4. Evaluate the Quality of Disclosure
Qualitative Analysis
o This is essentially a matter of opinion (logical
argumentation) that is grounded in supportive facts
that lead to your conclusion. Main issue is overall
transparency and decision usefulness of the financial
reporting information. Ultimately, does the financial
information presented by the company provide
sufficient decision useful information that satisfies your
information needs (level of disclosure, discussion,
analysis, dis-aggregation, appropriate segment
disclosure, etc. This analysis should be prepared on
both an absolute and relative basis.
Quantitative Analysis
o Prepare a cross sectional and time series analysis
using the revenue manipulation and expense
manipulation diagnostic ratios. Analyze and report
your findings.
Finance 3321(Moore) Draft 2 Requirements – Valuation Project
5. Identify Potential “Red Flags”
Previous Qualitative and Quantitative Factors.

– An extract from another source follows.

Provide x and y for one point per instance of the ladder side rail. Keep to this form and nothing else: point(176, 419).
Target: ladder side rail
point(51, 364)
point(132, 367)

Asset Write-offs. 4th quarter adjustments. Related Party
transactions; Special purpose entities
6. Undo Accounting Distortions
Should you determine that significant balance sheet and
income statement items are materially misstated (for the
purpose of your analysis), then restate the financial statements
based upon your analysis.
Items that sometimes arise are overstated inventory (resulting
from understated obsolescence rates), capitalizing operating
leases (GAAP is not in violation, but off-balance sheet assets
and liabilities are present that materially affect your
assessments of resources and liabilities); capitalizing research
and development, restating collateralized debt obligations and
incorporating special purpose entities into the financials.
You will only want to restate when the items materially alter your
perception of the underlying company.